Who Cares if the Oil Runs Out?


Saddam Hussein is a madman, who should not be allowed control of the worlds oil resources, as this will put the West in permanent recession. This is the argument of the “hard nosed realists” who have been conned into supporting our continuing presence in the Middle East. The idea that Saddam is any more irrational than the other brutal dictators who inhabit that region, our erstwhile ally Assad for instance or our continuing allies in the Saud family, is a hard point to prove at least objectively. Similarly, the idea that the Arab world, or at least the Arabian peninsular, would be able to stick together under one ruler ignores the whole history of false starts of the Pan-Arabist movement. These two points are interesting, but not really our business, unless the third point has any relevance turning the spigot on the worlds oil supply will cast the West into permanent darkness.

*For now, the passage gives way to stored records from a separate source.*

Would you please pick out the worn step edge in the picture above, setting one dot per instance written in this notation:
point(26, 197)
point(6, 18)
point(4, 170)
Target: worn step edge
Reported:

One other thing I will not mention is the idea that the whole process has badly backfired. The embargo on Iraq has severely restricted oil supplies worldwide, which combined with an increased demand from recovering economies in Europe and Asia has given OPEC new life. Of course, this is all true; the one action that could do most to lift the upward pressure on oil prices would be lifting the blockade on Iraq. This is beside the point as it purely shows bad execution of the original plot and not the intellectual conceit behind it. Similarly, the fact that Britain, as an offshore (and therefore expensive) producer and exporter of oil, actually benefits from expensive oil is ignored by our leaders.

So, were stripped to the essentials, minus the implausibility and unintended consequences, of the economic case for intervening in Iraq. If Saddam is set loose he will take over all the oil producing regions of the Arabian peninsular, block the pipelines and the oil dependent will be cast into darkness and perpetual recession. Will it? Are we not ignoring something quite basic here, like supply and demand?

Imagine a world where the lily-livered West ignored Saddams threat to their basic values and he went and invaded Kuwait, and Saudi Arabia, and the United Arab Emirates, and Qatar, and Iran. No, stop smirking at the back, we have to pretend that this is plausible after all, our leaders think it is. So evil Saddam gets to overrun all these model democracies and just to prove that he is mad as well he decides to sharply restrict the oil supply so much that the price of oil rockets. What happens then?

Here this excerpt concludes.